In the instant after the Big Bang, the only thing in the universe that existed was a hot plasma soup full of subatomic particles.
But to study that ancient plasma, you don't have to travel back in time billions of years to the Big Bang itself — just go out to Long Island, New York, where there's a gigantic particle collider.
Scientists like Stephen Hawking sometimes say particle colliders are the closest things we have to time machines, partly because they can recreate conditions present shortly after the Big Bang.
New York's "time machine" is called RHIC — short for Relativistic Heavy Ion Collider and pronounced "Rick"— and it's part of the Department of Energy-sponsored Brookhaven National Laboratory in Upton, New York.
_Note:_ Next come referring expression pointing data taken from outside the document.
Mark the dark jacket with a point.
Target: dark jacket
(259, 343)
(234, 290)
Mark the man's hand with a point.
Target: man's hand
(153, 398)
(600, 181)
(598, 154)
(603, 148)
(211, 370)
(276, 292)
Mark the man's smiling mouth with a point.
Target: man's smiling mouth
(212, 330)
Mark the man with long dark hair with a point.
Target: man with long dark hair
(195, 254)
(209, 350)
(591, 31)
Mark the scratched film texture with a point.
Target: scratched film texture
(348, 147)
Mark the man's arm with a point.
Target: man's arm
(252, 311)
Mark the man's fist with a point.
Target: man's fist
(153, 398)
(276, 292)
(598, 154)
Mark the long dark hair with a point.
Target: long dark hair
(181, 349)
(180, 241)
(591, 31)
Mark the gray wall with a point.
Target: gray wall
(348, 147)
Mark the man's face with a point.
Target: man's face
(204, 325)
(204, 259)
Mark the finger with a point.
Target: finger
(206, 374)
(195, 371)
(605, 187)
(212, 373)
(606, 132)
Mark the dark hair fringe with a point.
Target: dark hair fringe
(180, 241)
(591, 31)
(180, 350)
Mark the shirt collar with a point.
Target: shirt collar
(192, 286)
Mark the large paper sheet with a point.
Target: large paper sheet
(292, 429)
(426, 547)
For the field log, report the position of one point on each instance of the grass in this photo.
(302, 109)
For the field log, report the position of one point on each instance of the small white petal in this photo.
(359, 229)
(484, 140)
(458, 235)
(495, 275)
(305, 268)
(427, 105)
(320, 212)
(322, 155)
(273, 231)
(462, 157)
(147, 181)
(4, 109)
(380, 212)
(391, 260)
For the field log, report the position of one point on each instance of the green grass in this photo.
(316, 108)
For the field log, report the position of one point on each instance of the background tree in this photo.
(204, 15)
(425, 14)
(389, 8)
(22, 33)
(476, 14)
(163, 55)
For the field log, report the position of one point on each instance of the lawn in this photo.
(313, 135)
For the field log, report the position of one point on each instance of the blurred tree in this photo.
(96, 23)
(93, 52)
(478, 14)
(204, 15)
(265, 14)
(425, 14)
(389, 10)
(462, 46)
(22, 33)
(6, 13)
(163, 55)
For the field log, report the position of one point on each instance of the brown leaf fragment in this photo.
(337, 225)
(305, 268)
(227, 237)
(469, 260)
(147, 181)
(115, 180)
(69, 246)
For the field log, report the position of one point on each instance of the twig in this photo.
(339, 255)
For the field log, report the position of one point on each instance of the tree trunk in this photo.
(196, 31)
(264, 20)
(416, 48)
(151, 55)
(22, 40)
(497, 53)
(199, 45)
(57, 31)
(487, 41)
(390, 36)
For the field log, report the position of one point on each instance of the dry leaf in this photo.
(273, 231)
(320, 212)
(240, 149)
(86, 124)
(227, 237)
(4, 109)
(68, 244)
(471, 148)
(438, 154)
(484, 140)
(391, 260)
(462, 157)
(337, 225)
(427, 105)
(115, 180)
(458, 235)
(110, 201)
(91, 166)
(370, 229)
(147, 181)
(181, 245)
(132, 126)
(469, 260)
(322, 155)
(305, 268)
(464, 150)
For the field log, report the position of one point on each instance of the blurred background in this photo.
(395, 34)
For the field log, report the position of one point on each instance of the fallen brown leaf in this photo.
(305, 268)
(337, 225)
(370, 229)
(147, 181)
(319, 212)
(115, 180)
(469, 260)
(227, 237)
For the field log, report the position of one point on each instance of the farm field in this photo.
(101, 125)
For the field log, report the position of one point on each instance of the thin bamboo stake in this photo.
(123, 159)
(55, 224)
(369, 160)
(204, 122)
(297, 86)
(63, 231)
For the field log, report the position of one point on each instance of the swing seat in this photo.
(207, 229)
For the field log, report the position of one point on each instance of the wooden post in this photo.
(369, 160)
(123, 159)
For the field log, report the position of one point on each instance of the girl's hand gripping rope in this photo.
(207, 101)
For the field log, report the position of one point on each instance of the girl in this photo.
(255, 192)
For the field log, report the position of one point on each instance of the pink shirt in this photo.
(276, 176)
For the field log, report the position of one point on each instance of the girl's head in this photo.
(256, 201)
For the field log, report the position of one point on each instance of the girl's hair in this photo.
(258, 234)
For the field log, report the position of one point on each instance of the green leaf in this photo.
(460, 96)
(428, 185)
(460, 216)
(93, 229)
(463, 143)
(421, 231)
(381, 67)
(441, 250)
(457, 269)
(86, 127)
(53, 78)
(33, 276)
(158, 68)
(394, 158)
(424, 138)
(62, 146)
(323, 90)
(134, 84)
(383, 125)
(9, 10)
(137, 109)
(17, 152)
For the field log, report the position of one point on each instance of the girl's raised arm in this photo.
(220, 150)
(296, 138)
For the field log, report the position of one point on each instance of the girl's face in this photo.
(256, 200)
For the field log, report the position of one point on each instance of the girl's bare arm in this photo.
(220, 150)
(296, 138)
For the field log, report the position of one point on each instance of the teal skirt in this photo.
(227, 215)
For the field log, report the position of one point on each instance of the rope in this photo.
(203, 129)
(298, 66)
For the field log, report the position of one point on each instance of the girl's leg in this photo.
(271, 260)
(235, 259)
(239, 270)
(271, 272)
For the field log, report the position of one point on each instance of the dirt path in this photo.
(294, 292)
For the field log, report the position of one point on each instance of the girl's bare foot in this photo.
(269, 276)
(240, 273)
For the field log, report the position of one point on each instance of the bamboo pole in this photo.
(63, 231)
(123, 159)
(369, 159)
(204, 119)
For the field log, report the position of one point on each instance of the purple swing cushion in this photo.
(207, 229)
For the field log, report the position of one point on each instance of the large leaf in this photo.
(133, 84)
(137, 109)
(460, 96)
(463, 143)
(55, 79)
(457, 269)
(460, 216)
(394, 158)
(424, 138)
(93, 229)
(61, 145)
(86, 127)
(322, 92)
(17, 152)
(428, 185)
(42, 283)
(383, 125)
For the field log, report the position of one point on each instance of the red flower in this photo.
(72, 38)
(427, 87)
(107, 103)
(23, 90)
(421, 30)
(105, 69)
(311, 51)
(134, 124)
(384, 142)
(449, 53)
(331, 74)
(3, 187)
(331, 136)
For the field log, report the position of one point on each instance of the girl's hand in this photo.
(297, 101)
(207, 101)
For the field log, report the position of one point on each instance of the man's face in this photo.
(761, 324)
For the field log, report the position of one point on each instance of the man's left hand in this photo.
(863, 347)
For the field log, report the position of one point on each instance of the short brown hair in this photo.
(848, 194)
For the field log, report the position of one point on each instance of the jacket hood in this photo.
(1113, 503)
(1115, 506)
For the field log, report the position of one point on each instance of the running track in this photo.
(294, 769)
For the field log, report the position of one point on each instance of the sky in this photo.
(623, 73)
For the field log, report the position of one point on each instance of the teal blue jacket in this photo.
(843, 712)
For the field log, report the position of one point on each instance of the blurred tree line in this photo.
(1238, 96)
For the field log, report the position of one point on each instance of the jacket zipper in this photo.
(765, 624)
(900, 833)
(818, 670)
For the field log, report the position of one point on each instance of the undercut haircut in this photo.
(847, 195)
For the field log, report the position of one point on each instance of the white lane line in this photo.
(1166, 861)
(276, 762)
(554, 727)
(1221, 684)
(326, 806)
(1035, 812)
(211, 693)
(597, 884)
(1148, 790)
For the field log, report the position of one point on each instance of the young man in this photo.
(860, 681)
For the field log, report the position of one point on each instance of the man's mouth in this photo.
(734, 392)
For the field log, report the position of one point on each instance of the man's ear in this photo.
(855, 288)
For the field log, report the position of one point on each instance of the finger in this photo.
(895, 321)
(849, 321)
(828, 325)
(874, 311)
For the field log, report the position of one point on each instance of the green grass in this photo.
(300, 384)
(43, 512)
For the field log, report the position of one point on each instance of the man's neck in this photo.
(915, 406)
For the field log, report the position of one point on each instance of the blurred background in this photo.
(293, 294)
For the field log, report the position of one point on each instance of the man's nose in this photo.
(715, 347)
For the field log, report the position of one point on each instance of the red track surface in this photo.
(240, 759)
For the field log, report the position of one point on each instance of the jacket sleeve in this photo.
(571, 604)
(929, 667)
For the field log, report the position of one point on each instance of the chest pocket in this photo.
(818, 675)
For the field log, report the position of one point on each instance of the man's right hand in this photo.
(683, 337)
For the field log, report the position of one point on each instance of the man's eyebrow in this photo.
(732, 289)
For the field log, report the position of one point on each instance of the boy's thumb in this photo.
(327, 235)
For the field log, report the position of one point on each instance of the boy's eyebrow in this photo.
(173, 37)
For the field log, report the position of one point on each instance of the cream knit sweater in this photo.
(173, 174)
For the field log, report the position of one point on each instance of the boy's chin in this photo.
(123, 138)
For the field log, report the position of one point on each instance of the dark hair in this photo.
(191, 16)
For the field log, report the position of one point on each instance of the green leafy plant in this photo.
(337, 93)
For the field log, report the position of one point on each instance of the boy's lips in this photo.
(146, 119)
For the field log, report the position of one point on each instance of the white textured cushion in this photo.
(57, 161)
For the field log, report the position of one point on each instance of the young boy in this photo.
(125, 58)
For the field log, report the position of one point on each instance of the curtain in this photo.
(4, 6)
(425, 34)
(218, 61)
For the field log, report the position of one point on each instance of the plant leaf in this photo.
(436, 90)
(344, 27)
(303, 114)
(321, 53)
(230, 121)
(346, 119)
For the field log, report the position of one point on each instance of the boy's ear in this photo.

Built in 2000 for $616 million and now valued at about $2 billion, it's job is to make quark-gluon plasma soup. And it's the only device in the US that can do this.
Keep scrolling to see how the device works, how it's helping physicists solve the mysteries of the early universe, and why its future operation may be in danger.
RHIC is part of Brookhaven National Laboratory (BNL), which sits in the middle of the pine barrens on central Long Island.

It's the only active particle accelerator of its kind in the country. And at 2.4 miles around, it's visible from space.

Essentially, RHIC is an underground ring that shoots two beams of particles (in blue and yellow) at each other from opposite directions.